Coming to the idea of clash, one may tend to view Huntington's notion of clash or war as highly flawed. He rejected the possibility of war in the post-cold war world over issues such as trade, among others. Contrary to his prediction and understanding of geo-political dynamics, there is, in fact, a war currently raging between America and China, and no wonder it is trade at the centre of the conflict. This war unlike the conventional kind need not employ military arsenal, and can be more effective, albeit destructive, by levying high tariffs to block imports from the other party.
Huntington's thesis has provoked controversies in the past two decades over several of his assumptions, suppositions and predictions that scholars like Edward Said and Amartya Sen found impossible to reason out. Through out the book it is clear he had been trying to put America as a solid proxy for the West and it is his way of looking at things that made him sound outlandish when he says, "The American multiculturalists … reject their country's cultural heritage. Instead of attempting to identify the United States with another civilization, however, they wish to create a country of many civilizations, which is to say a country not belonging to any civilization and lacking a cultural core. History shows that no country so constituted can long endure as a coherent society. A multi-civilizational United States will not be the United States; it will be the United Nations."
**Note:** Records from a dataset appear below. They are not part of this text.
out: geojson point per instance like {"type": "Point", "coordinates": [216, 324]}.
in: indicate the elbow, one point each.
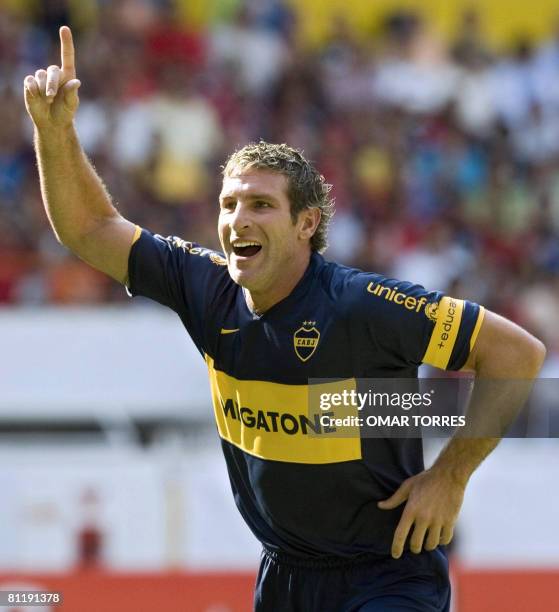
{"type": "Point", "coordinates": [537, 354]}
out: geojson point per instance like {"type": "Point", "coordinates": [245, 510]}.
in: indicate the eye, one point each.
{"type": "Point", "coordinates": [228, 205]}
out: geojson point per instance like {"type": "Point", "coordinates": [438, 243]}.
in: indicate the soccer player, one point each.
{"type": "Point", "coordinates": [346, 524]}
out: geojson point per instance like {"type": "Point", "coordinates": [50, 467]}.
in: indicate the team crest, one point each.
{"type": "Point", "coordinates": [218, 259]}
{"type": "Point", "coordinates": [431, 311]}
{"type": "Point", "coordinates": [305, 340]}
It appears from many of such statements that it is the cultural fabric of the United States that worried him most, and indeed it is the undefined American culture as a proxy of the West that he considered critically vulnerable to multiculturalism. Is there an American culture distinctly apart from the confluence of various cultures for hundreds of years in that country of immigrants?
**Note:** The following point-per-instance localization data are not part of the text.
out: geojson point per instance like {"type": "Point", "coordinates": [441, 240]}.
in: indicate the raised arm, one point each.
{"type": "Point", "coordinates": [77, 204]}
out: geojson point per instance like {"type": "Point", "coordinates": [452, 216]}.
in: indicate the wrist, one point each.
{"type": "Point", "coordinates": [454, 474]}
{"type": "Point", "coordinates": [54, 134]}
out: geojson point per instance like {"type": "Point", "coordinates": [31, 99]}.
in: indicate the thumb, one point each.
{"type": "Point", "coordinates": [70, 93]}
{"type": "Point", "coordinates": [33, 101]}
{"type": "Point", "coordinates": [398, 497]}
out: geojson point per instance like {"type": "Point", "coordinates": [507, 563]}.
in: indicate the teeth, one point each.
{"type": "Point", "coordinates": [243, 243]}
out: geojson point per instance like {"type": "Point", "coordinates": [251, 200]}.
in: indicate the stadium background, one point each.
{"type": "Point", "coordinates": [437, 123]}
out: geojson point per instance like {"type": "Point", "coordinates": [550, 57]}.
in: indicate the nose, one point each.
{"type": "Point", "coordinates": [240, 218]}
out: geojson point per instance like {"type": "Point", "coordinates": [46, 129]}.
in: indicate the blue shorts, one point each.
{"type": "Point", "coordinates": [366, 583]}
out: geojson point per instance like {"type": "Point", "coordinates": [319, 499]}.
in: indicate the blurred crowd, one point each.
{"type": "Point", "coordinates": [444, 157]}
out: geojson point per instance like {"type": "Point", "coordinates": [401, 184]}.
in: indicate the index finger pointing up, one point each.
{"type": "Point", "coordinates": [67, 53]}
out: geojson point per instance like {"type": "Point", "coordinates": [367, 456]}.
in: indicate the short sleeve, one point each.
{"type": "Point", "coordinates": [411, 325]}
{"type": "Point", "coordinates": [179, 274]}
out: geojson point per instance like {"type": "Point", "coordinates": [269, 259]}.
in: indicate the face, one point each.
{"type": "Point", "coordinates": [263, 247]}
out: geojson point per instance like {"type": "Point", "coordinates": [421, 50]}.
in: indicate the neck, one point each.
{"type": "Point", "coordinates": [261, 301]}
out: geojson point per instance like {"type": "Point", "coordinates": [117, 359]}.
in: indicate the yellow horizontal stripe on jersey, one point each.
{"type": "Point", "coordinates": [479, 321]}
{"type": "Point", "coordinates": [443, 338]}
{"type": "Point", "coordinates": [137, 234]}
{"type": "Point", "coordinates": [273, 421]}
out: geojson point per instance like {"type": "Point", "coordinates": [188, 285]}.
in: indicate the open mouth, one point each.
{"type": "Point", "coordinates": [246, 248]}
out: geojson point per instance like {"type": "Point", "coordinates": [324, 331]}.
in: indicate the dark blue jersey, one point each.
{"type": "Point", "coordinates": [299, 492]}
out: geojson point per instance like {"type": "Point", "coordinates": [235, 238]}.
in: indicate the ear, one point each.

Far from addressing the issue, Huntington raised his fears about not only multiculturalism but even universalism-the 'vacuousness of universalism' as he termed it.
Where then is the bottom line, or is there any? As a botched-up solution to world peace and harmony, Huntington in the concluding lines of the book said, '… an international order based on civilizations is the surest safeguard against (future) world war.' Sadly, this makes no sense. He has failed to define the international order.
Huntington saw civilisation through the lens of religion. It is, however, not difficult to assume that had he written the book as an academician, he could have avoided being over-simplistic. As an advisor to the US government, he was more drawn to the usefulness of his thesis to the policymakers rather than attempting to examine the veracity of his thesis, which needless to say, was premediated. So, one should not hesitate to call it a project document meant to provide guideline to the US foreign and defence policymakers.